McDONAGH: No, I can’t have anything playing. When I’m typing it up afterward, I can have classical music on, but nothing with words.
SCHUMER: You love animals. Is that fair to say?
McDONAGH: I do. Especially rabbits. I’ve got a fondness for rabbits.
SCHUMER: Why? Is that from when you were a kid?
McDONAGH: Yeah. I guess I always wanted one and never had one. I mean, I’ve got the money to have one now.
SCHUMER: You could totally afford a rabbit now.
McDONAGH: I could even get two. I’m just an animal kind of guy. We’ve also got a nice tortoise in this film.
SCHUMER: And a deer. Lets talk about Hangmen, your play. I got to read it, and I’m very excited to see it. Where are you right now in that process?
McDONAGH: We’ve cast it, and it’s going to be rehearsing in December at the Atlantic Theater Company in New York. Have you been to that theater?
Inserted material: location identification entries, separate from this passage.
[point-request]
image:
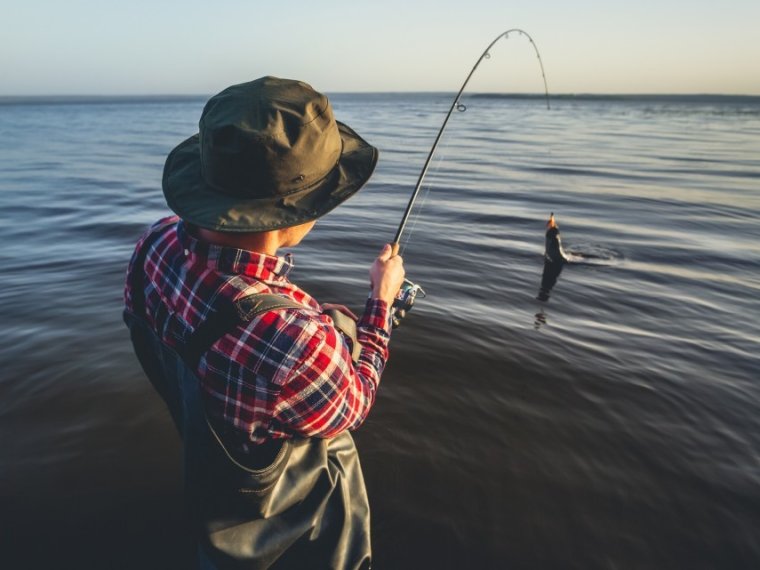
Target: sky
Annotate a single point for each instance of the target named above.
(132, 47)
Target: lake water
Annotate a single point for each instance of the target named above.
(616, 425)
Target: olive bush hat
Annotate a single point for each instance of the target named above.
(268, 154)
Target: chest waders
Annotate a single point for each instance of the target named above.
(298, 503)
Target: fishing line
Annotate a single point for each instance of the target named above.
(456, 104)
(409, 291)
(425, 193)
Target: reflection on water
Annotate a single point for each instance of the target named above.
(615, 427)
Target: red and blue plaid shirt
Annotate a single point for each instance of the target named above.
(286, 373)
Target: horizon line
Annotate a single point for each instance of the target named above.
(89, 97)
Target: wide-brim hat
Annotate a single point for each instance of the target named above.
(268, 154)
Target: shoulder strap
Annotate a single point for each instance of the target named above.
(219, 323)
(137, 277)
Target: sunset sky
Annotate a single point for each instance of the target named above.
(193, 47)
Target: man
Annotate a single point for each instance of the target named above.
(260, 381)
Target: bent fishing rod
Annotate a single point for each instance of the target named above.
(409, 291)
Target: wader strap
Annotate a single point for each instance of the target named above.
(220, 322)
(137, 280)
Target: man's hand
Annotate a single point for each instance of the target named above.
(386, 275)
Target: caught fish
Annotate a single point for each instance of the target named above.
(554, 259)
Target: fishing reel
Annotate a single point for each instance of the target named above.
(405, 301)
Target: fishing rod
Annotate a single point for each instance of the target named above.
(409, 291)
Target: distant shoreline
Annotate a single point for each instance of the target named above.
(131, 99)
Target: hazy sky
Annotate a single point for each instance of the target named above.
(189, 46)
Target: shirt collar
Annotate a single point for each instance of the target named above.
(226, 259)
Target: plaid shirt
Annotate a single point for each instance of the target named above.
(287, 372)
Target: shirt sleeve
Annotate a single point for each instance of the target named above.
(326, 393)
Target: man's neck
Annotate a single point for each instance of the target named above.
(260, 242)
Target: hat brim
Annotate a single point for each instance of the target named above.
(188, 195)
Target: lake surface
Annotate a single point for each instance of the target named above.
(616, 425)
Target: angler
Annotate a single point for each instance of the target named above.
(260, 380)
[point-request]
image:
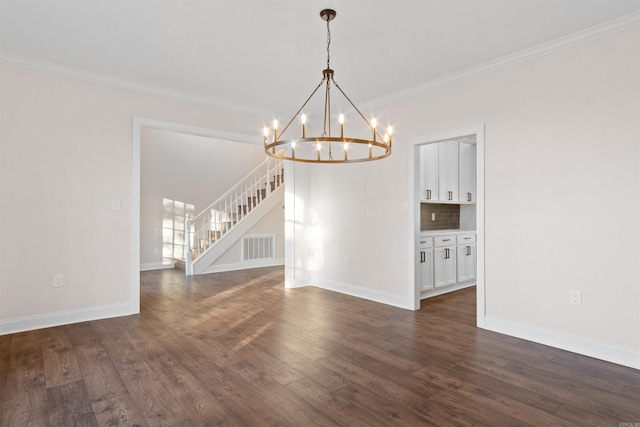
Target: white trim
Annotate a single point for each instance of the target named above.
(364, 293)
(92, 77)
(444, 290)
(245, 265)
(576, 344)
(48, 320)
(616, 25)
(619, 24)
(414, 213)
(156, 266)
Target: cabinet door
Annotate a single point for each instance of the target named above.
(429, 172)
(444, 266)
(467, 155)
(426, 269)
(466, 262)
(448, 171)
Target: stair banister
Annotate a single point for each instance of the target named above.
(222, 215)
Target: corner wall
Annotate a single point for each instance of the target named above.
(562, 186)
(66, 152)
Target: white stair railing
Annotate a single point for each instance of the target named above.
(220, 217)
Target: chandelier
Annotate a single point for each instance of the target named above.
(327, 148)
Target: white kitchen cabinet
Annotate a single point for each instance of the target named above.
(467, 172)
(429, 172)
(448, 171)
(426, 264)
(444, 261)
(466, 262)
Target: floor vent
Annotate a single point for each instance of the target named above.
(258, 247)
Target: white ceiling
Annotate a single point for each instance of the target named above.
(266, 56)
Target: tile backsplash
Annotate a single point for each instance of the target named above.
(447, 216)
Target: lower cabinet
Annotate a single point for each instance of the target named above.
(444, 261)
(426, 264)
(447, 260)
(466, 257)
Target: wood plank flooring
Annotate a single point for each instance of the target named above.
(238, 349)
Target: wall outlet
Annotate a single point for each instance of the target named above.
(58, 280)
(575, 297)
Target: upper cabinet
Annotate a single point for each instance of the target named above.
(448, 172)
(467, 156)
(429, 172)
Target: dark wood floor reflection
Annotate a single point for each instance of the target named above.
(238, 349)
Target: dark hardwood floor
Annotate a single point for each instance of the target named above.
(238, 349)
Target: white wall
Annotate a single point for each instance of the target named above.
(562, 198)
(66, 152)
(187, 168)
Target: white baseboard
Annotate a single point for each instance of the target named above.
(155, 266)
(576, 344)
(445, 290)
(29, 323)
(243, 265)
(368, 294)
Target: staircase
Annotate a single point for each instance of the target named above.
(222, 223)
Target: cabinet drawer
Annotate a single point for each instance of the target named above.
(444, 240)
(426, 242)
(464, 239)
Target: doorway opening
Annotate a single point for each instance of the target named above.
(453, 215)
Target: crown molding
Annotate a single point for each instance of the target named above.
(610, 27)
(48, 67)
(616, 25)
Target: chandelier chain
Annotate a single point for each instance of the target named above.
(328, 43)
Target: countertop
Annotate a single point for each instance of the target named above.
(443, 232)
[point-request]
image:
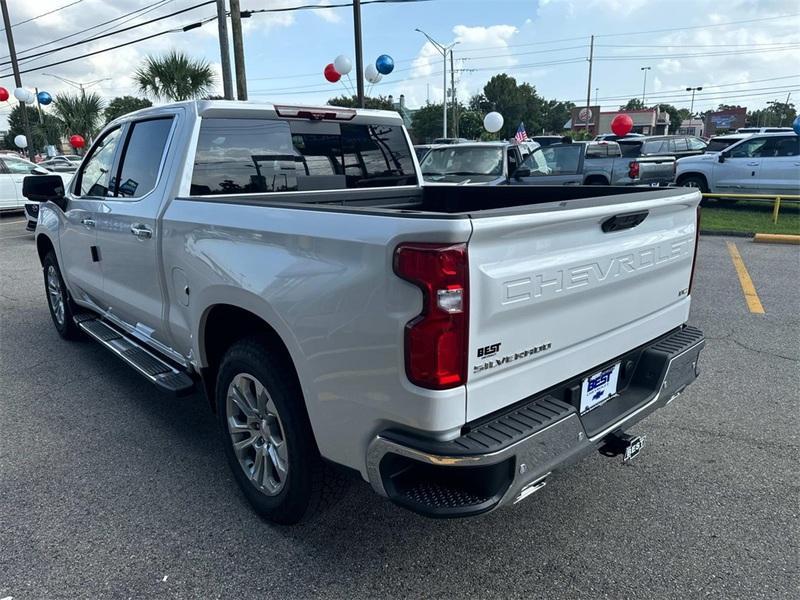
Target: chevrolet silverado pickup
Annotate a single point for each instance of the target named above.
(452, 345)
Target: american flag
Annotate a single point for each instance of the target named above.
(521, 136)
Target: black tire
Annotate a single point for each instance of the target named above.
(63, 318)
(309, 484)
(695, 181)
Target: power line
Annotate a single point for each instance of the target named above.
(706, 26)
(115, 32)
(43, 14)
(145, 8)
(136, 41)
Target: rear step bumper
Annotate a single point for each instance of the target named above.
(158, 371)
(507, 456)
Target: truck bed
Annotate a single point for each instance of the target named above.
(451, 201)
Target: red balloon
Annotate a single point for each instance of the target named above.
(622, 125)
(331, 74)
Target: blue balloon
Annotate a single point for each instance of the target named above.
(384, 64)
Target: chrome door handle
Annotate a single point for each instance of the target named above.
(141, 231)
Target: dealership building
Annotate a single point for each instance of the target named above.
(649, 121)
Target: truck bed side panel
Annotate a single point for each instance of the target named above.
(324, 282)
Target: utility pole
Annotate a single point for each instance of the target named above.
(644, 85)
(224, 50)
(691, 106)
(453, 92)
(238, 50)
(359, 52)
(12, 52)
(589, 86)
(443, 50)
(786, 109)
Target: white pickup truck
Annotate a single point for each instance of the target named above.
(452, 345)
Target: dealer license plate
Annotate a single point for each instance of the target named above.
(599, 387)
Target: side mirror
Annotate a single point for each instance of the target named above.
(43, 188)
(522, 172)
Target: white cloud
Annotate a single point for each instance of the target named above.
(330, 15)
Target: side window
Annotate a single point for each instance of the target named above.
(17, 166)
(695, 144)
(95, 177)
(678, 145)
(654, 147)
(243, 156)
(142, 156)
(749, 149)
(788, 146)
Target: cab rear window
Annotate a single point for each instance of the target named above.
(253, 156)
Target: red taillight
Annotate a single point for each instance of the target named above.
(696, 248)
(436, 340)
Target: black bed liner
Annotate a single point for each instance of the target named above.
(453, 202)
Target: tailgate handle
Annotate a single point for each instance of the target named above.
(627, 221)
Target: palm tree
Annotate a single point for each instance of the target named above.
(79, 113)
(174, 76)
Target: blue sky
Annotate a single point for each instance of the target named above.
(544, 42)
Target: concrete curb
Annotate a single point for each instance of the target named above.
(727, 233)
(776, 238)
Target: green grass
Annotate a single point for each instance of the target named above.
(749, 216)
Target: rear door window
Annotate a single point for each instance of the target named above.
(678, 145)
(142, 155)
(251, 156)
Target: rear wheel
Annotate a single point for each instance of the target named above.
(267, 436)
(61, 307)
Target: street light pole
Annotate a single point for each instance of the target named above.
(443, 50)
(691, 106)
(17, 79)
(644, 85)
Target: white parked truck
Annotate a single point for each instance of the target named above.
(452, 345)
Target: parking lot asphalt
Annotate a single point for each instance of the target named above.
(108, 489)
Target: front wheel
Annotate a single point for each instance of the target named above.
(267, 436)
(58, 301)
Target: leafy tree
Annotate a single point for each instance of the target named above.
(379, 103)
(633, 104)
(79, 113)
(427, 123)
(174, 76)
(470, 124)
(122, 105)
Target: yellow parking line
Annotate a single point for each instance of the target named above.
(749, 290)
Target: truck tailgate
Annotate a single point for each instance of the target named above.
(553, 295)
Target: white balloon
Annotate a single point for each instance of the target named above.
(493, 122)
(371, 74)
(342, 64)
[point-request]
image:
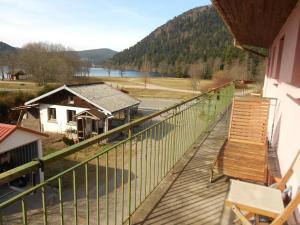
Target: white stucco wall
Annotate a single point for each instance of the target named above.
(60, 125)
(17, 139)
(286, 131)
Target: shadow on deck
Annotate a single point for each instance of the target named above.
(186, 196)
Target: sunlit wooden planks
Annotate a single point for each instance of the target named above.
(244, 155)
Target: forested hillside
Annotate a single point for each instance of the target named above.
(96, 56)
(196, 42)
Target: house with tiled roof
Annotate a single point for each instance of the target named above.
(19, 145)
(82, 110)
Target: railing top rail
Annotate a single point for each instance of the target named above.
(40, 163)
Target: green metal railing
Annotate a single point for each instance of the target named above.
(109, 186)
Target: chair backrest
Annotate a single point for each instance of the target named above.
(296, 168)
(295, 172)
(249, 120)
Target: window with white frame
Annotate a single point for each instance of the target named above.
(71, 116)
(51, 113)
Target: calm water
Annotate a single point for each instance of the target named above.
(102, 72)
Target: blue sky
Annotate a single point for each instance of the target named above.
(86, 24)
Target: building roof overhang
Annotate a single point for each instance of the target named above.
(255, 22)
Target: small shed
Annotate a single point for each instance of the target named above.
(19, 145)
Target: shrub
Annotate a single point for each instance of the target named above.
(68, 141)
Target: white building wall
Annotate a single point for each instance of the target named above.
(286, 129)
(16, 139)
(60, 125)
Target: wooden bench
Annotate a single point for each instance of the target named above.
(245, 153)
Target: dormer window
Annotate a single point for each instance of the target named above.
(70, 99)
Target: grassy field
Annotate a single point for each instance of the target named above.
(134, 86)
(154, 93)
(168, 82)
(20, 85)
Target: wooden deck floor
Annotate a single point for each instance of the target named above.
(186, 196)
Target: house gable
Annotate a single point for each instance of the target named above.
(63, 98)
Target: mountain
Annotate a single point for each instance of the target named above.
(97, 56)
(197, 36)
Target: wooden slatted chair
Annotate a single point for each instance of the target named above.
(248, 199)
(244, 155)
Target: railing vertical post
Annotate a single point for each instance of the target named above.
(87, 194)
(174, 136)
(61, 203)
(44, 205)
(24, 211)
(75, 198)
(106, 188)
(129, 175)
(97, 191)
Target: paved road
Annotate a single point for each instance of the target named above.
(152, 86)
(156, 103)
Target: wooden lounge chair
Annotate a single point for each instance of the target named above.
(254, 199)
(245, 153)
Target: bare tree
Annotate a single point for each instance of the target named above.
(49, 62)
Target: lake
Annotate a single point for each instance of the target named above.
(102, 72)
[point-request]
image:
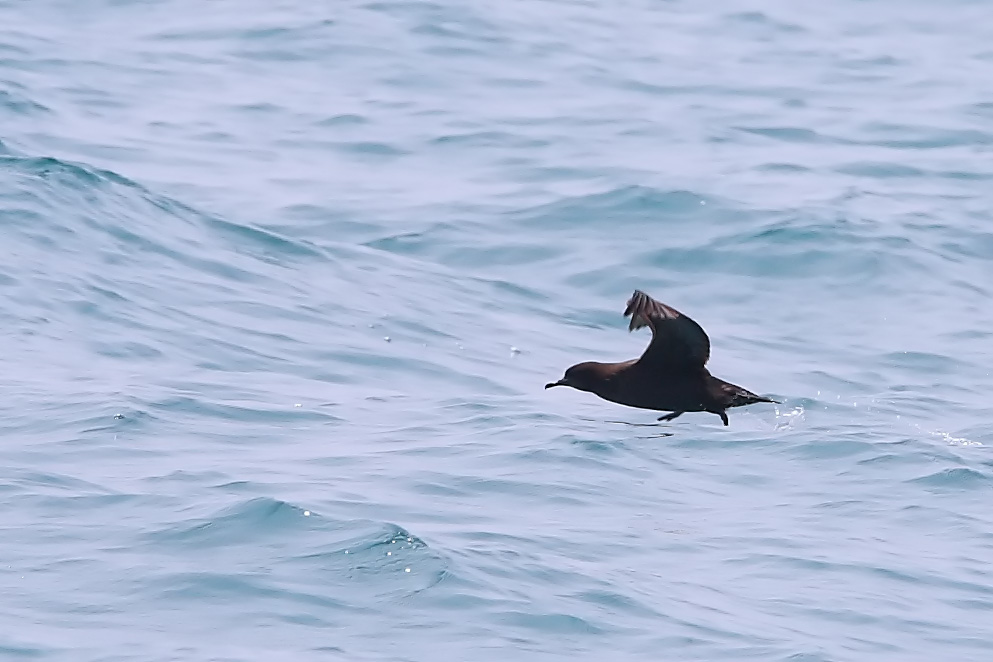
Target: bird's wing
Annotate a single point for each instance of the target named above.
(677, 341)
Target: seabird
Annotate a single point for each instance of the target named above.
(670, 375)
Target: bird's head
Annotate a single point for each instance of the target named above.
(582, 376)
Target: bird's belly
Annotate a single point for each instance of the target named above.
(672, 396)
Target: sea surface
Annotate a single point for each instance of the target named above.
(281, 284)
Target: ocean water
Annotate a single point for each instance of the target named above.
(281, 283)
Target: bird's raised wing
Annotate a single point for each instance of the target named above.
(677, 341)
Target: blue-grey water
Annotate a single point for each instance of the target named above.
(281, 283)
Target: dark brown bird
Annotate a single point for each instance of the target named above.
(670, 375)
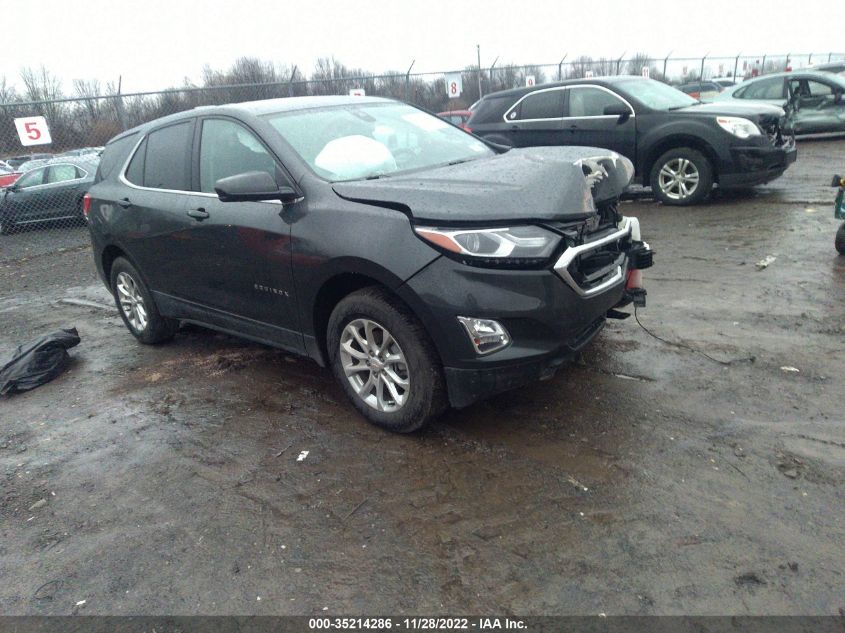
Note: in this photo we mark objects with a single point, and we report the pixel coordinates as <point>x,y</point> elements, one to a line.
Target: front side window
<point>61,173</point>
<point>372,139</point>
<point>227,149</point>
<point>544,104</point>
<point>163,162</point>
<point>764,89</point>
<point>31,178</point>
<point>589,101</point>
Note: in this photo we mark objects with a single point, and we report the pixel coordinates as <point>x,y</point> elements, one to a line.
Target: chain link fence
<point>43,185</point>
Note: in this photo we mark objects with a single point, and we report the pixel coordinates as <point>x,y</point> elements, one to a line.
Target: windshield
<point>656,95</point>
<point>368,140</point>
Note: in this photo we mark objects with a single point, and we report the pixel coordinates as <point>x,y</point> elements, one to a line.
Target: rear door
<point>819,105</point>
<point>242,249</point>
<point>150,214</point>
<point>536,119</point>
<point>769,89</point>
<point>588,125</point>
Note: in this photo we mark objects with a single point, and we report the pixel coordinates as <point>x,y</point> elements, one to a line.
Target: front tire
<point>385,362</point>
<point>136,305</point>
<point>840,239</point>
<point>681,177</point>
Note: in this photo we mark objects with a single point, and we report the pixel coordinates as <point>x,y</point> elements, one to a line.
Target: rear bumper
<point>757,165</point>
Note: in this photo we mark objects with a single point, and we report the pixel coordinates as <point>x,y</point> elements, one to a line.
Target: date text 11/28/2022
<point>417,624</point>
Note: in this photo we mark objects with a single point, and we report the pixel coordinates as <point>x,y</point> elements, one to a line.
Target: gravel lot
<point>644,479</point>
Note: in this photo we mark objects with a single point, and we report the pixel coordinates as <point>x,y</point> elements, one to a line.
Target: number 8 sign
<point>454,87</point>
<point>33,130</point>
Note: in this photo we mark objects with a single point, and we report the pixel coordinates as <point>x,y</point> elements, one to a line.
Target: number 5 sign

SCHUMER: Yes. I’m very, very cultured. Did you think about maybe making it Hangwomen, and then I could be in it?
McDONAGH: Hello? Um, there seems to be some problem on the line.
SCHUMER: [laughs] This is the most annoying question: Why won’t you adapt your plays into movies?
McDONAGH: I think unless you write for the art form and have it be its own endgame, then you’ll never get it perfect.
SCHUMER: Do you hate money?
McDONAGH: It would feel like selling out, to do that for money.
SCHUMER: Why do all Irish writers leave Ireland?
McDONAGH: Well, in the past they had to leave because either there was nothing going on, or because—for people like James Joyce or Oscar Wilde—there was so much censorship from the church and state that they couldn’t get anything done. I was born in London anyway, so it’s not as big an issue for me, but even when I was trying to send plays to Ireland, lots of places turned them down, from Beauty Queen to The Cripple of Inishmaan. There’s something both snobby and insecure about the Dublin press in particular, that you have to either avoid or go to war with. And I always waver between the two.
SCHUMER: Would you want to have a child with me?
McDONAGH: Hello? We’re breaking up again.
AMY SCHUMER IS A COMEDIAN, WRITER, ACTRESS, PRODUCER, AND STAR OF THE EMMY AWARD–WINNING SERIES INSIDE AMY SCHUMER. THREE BILLBOARDS OUTSIDE EBBING, MISSOURI IS IN THEATERS NOVEMBER 10, 2017.